Slumping Stanton strikes out four times in 4-2 loss to Phillies

Miami Marlins' Giancarlo Stanton in action during a baseball game against the Philadelphia Phillies, Wed., May 18, 2016, in Philadelphia.
Miami Marlins' Giancarlo Stanton in action during a baseball game against the Philadelphia Phillies, Wed., May 18, 2016, in Philadelphia. AP

Wednesday afternoon’s last out was a swinging strikeout by Giancarlo Stanton, the final indignity on a day that saw the Marlins right fielder whiff four times in as many at-bats.

That sealed a 4-2 loss in the rubber game of a three-game series against the Phillies and concluded a 3-4 road trip for the Marlins.

Stanton also fanned three times in Tuesday’s loss to Philadelphia and nine times in 11 hitless at-bats in the series. Overall, he is mired in a 1-for-18 slump that has seen him strike out 12 times.

And afterward he acknowledged the obvious, saying he is “playing like [expletive].”

“Can’t do it no more,” he added, meaning that it cannot continue. “We’re not going to be successful when you’re getting zero production out of your cleanup guy. I’ve said that before, and that clearly shows you’re not going to win series.”

Manager Don Mattingly believes the team’s offensive problems are more widespread. One day after the Marlins equaled a franchise record by striking out 17 times, they managed just six hits off four Phillies pitchers. Their only runs came in the top of the first.
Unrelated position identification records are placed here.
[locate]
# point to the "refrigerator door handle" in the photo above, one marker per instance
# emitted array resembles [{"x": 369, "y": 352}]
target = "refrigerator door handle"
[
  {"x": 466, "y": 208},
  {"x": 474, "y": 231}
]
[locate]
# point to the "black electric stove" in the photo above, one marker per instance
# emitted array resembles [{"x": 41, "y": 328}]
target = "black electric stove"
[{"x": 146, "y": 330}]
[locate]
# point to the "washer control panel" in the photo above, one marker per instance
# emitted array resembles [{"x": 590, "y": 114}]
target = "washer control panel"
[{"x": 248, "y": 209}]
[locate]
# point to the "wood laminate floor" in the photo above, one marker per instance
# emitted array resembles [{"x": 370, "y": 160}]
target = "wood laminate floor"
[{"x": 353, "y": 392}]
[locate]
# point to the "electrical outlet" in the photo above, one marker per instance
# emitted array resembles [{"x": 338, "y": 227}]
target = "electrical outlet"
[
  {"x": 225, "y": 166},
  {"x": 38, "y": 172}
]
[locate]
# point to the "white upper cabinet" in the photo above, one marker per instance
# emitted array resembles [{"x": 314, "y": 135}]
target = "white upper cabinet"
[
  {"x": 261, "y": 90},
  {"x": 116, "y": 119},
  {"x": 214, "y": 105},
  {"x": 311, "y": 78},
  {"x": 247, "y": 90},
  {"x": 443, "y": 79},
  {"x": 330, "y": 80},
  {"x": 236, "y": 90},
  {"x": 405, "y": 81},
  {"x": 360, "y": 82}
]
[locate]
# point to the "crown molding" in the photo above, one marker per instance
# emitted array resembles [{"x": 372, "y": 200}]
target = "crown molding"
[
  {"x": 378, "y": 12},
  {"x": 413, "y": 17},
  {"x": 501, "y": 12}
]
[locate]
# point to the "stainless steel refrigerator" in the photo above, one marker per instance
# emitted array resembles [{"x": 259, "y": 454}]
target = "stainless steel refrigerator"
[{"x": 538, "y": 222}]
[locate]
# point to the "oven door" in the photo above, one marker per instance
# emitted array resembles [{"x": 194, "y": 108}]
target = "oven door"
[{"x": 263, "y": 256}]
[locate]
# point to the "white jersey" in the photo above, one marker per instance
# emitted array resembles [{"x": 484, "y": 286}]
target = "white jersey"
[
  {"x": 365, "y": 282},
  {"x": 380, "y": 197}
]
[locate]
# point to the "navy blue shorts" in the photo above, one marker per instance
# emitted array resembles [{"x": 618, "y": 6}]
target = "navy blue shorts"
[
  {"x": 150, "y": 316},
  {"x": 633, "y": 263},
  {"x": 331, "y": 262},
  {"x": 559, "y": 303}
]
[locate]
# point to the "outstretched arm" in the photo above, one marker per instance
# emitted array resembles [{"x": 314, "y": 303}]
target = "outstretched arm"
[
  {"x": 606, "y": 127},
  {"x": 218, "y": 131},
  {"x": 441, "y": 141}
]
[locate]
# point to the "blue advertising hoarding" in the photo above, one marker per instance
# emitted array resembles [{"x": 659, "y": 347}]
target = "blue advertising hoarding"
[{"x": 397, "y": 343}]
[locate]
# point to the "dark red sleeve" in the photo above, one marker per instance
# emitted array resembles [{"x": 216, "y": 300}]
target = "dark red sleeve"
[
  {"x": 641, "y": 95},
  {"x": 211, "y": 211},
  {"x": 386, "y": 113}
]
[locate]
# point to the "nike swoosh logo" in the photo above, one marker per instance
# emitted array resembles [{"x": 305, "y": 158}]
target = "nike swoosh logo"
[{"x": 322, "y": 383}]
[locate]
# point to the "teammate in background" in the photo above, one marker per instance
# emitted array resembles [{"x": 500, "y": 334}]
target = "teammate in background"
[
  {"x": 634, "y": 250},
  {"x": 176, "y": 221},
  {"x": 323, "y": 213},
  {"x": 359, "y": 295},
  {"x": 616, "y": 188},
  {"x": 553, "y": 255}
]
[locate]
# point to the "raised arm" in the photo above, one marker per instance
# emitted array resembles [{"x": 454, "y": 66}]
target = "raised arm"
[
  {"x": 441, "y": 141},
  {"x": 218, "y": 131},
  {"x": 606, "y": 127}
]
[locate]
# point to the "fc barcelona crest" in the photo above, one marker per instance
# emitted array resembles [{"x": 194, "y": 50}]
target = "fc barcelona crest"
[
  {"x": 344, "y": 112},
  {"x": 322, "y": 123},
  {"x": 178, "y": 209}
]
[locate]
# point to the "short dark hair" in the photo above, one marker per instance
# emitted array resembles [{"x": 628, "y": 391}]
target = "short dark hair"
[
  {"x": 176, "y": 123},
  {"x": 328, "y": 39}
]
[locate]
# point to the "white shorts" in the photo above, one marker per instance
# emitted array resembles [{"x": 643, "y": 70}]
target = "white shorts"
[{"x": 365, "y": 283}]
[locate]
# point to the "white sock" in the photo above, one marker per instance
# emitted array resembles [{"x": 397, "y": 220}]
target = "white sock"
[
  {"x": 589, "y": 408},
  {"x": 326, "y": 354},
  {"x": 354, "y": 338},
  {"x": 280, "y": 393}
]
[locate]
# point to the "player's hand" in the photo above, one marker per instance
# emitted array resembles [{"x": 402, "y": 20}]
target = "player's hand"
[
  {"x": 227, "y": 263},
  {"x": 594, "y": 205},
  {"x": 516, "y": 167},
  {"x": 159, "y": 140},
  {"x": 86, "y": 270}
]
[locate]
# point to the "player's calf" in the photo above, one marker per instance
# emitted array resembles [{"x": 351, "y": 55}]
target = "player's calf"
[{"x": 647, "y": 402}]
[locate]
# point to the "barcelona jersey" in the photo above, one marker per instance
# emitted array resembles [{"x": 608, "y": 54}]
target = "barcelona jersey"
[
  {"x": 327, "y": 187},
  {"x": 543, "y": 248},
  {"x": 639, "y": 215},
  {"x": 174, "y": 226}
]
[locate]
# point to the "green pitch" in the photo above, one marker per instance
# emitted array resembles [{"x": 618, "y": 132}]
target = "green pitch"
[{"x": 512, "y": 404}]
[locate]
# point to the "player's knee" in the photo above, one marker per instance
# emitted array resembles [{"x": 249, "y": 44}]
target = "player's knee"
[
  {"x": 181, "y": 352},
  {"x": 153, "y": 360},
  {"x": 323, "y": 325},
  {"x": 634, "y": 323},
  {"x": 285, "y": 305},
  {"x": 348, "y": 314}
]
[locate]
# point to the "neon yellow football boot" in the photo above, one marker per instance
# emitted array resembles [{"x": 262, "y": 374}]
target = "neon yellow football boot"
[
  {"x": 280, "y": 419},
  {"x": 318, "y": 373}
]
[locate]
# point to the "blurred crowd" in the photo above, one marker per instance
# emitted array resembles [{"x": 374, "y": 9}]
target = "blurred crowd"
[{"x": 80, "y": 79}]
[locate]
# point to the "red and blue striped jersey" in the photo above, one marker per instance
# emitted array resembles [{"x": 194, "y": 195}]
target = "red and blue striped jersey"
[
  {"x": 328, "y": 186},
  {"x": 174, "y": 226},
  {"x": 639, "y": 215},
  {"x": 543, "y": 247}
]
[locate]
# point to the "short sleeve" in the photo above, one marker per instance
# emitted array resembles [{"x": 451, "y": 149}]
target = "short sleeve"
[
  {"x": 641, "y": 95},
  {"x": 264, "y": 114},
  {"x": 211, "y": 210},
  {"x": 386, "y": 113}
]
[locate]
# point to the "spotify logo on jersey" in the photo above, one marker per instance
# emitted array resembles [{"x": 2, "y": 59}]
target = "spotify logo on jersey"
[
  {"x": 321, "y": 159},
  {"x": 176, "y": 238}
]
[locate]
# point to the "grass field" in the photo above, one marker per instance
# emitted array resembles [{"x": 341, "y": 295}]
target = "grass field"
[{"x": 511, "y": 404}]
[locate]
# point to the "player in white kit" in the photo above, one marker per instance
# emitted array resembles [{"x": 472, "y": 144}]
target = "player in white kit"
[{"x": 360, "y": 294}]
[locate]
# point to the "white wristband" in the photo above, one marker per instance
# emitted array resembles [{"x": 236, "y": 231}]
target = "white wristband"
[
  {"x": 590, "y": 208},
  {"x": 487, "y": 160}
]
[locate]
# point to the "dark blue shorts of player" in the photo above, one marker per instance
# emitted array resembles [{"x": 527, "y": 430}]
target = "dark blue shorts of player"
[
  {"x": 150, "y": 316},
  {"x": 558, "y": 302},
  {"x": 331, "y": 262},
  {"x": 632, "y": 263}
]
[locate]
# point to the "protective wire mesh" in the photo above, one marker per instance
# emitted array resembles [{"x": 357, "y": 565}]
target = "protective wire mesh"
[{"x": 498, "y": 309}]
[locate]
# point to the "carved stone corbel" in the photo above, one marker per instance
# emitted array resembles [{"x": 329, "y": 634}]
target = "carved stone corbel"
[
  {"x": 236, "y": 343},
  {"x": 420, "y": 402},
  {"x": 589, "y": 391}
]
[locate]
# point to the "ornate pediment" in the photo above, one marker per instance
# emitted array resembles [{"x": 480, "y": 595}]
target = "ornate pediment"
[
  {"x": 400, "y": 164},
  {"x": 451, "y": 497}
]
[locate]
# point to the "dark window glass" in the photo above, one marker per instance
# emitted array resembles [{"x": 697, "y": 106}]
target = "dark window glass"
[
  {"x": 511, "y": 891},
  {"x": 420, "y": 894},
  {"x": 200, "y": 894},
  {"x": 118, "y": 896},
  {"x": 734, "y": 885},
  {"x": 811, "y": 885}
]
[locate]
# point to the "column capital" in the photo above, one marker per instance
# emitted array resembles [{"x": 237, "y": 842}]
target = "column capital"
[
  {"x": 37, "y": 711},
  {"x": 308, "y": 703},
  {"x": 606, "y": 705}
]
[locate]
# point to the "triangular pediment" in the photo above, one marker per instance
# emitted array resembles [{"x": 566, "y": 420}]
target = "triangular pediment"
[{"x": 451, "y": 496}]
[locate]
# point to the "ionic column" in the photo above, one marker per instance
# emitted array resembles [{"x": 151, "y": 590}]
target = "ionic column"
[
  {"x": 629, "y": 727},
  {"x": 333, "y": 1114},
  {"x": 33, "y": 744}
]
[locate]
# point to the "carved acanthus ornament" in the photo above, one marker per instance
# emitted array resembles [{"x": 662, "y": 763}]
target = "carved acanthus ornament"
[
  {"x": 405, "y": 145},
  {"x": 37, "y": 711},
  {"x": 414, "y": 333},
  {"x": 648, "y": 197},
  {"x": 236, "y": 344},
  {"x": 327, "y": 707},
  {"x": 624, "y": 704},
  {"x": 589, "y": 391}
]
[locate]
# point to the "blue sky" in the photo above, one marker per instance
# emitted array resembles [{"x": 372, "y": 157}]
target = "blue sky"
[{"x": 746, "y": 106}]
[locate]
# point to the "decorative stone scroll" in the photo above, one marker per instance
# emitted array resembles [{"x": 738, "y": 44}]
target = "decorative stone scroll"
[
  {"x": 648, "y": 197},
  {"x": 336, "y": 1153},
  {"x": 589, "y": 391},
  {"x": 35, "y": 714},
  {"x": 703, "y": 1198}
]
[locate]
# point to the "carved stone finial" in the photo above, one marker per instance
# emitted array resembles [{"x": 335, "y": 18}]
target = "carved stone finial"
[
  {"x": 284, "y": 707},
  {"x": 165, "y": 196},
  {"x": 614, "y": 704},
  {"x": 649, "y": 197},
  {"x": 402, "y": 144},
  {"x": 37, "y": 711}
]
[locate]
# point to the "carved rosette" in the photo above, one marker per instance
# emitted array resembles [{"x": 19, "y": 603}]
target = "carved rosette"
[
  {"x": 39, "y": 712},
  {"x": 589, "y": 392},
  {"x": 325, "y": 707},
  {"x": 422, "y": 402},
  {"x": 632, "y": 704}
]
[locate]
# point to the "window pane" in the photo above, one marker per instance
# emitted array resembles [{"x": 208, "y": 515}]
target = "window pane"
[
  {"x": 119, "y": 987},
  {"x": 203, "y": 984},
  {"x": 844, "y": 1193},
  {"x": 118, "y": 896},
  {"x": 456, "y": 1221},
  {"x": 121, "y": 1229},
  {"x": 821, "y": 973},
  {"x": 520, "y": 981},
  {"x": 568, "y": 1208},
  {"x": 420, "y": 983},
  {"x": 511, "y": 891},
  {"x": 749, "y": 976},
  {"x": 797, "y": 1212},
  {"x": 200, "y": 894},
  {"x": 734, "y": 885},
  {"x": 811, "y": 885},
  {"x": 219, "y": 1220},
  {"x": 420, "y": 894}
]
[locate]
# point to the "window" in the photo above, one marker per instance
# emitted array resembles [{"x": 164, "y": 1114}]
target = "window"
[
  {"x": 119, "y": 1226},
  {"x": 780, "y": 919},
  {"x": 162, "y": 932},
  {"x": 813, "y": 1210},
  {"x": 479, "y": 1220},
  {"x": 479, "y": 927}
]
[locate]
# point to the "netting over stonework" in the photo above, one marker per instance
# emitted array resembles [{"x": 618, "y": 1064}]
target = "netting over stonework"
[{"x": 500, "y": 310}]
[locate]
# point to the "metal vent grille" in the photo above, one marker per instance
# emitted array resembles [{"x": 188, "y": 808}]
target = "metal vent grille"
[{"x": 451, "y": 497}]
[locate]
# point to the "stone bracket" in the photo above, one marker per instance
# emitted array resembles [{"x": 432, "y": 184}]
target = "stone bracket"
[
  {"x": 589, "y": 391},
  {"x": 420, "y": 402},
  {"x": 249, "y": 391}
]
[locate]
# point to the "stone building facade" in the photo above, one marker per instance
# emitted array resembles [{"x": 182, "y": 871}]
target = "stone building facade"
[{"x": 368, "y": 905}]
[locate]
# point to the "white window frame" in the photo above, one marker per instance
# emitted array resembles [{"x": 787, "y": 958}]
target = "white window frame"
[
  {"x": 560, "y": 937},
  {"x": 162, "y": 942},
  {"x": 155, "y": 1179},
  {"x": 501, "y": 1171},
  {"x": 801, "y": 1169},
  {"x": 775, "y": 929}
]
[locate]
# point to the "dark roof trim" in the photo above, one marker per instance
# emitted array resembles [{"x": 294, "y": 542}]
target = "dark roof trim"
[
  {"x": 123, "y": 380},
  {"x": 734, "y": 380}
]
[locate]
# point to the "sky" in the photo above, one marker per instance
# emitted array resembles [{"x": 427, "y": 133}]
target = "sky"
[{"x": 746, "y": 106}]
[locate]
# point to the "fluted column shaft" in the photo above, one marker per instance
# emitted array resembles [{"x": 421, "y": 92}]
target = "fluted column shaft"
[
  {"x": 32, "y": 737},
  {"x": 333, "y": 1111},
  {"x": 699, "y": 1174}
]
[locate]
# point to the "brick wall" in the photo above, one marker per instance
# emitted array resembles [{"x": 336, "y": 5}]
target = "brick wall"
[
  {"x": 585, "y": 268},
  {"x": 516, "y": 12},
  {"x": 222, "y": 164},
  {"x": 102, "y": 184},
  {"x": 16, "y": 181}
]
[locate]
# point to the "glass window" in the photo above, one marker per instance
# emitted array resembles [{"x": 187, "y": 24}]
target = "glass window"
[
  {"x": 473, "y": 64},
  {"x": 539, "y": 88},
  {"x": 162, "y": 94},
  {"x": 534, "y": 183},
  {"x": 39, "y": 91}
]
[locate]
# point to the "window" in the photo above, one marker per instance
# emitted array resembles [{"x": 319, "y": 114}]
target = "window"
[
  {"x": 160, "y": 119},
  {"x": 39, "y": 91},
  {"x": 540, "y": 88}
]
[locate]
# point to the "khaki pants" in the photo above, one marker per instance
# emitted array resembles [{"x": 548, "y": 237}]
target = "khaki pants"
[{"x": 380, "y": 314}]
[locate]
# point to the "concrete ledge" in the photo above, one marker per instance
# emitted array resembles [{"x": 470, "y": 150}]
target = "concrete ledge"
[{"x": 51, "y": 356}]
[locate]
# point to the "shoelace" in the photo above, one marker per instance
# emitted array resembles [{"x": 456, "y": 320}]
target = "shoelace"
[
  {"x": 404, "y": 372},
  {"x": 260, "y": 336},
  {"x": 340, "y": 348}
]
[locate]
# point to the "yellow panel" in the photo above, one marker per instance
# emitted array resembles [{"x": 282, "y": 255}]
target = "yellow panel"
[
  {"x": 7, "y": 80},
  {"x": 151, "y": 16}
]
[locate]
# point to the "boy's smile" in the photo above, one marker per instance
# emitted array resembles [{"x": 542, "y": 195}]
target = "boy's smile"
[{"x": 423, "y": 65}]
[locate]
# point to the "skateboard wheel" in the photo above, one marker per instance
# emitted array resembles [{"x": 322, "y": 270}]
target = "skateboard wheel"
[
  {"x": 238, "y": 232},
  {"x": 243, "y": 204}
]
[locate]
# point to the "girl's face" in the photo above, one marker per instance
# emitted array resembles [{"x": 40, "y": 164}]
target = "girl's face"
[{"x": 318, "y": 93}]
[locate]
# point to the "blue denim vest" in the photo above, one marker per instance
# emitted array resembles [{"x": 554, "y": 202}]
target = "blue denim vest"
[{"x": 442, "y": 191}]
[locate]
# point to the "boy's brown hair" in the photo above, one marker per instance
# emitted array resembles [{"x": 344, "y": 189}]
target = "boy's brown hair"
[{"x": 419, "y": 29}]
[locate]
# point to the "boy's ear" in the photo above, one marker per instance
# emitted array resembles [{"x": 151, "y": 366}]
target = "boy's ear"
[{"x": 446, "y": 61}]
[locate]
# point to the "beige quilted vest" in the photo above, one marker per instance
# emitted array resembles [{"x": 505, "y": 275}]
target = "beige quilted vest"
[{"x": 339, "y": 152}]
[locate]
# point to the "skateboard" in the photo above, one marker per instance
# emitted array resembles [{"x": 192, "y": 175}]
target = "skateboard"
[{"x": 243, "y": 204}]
“He’s one guy on our team,” Mattingly said of Stanton, “and honestly the last two games probably [featured the] worst at-bats of the season for us.”

After earning a 5-3 victory in Monday’s series opener, Mattingly said, “We basically just kind of show up the next two days. I don’t think we can put everything on Giancarlo. We had some guys with some good at-bats, but we give a lot of at-bats away. We have a lot of easy outs.”

Miami managed only four hits after the first inning and grounded into three double plays. At one point Phillies starter Jeremy Hellickson (4-2) retired 11 in a row.

“We’ve basically played like a team without any urgency at all the last two days, and that’s not how you win,” Mattingly said. “That’s how you get yourself in the back of the pack. The last two days have been really disappointing.”

Stanton understandably remains the focal point. Against Hellickson he whiffed on a changeup in the first inning, and on sliders in the fourth and sixth. After one of those strikeouts Stanton was seen shattering a bat in the dugout.

In the ninth, Phillies closer Jeanmar Gomez, who leads the majors with 16 saves, got him swinging on a 1-2 changeup. Stanton insisted that he foul-tipped the pitch, to no avail.

“Not reviewable,” he said.

Nor did he wish to review the reasons for his struggles. When asked if he is failing to recognize pitches he said, “I’m not going into that.”

“I just see him on his heels,” Mattingly said. “That’s the biggest thing. … Usually, when guys are in trouble they’re on their heels a little bit. They’re not seeing the ball good.”

Mattingly again said that Stanton is one of many guys who need to pick it up.

“It’s not like we can sit here and blame everything on Giancarlo because he’s in a slump,” he said. “That’s not right. We talked about being a team all year long. We get two in the first and don’t show up after that. He’s one of eight guys going to the plate.”

Stanton wasn’t buying that.

“It stems from one, I guess, sometimes,” he said.

Christian Yelich and Marcell Ozuna drove in runs with first-inning doubles, but the Phillies scored three times off Tom Koehler (2-4) in the third to take the lead for good. The big blows were an RBI double by Andres Blanco and a two-run single by Cameron Rupp. In the eighth, Tyler Goeddel hit his first career homer, a solo shot off reliever Jose Urena to make it 4-2.

“This is a division that’s going to be tough to win, and you just can’t afford to give games away,” Mattingly said. “Today felt like one that we just let get away from us.”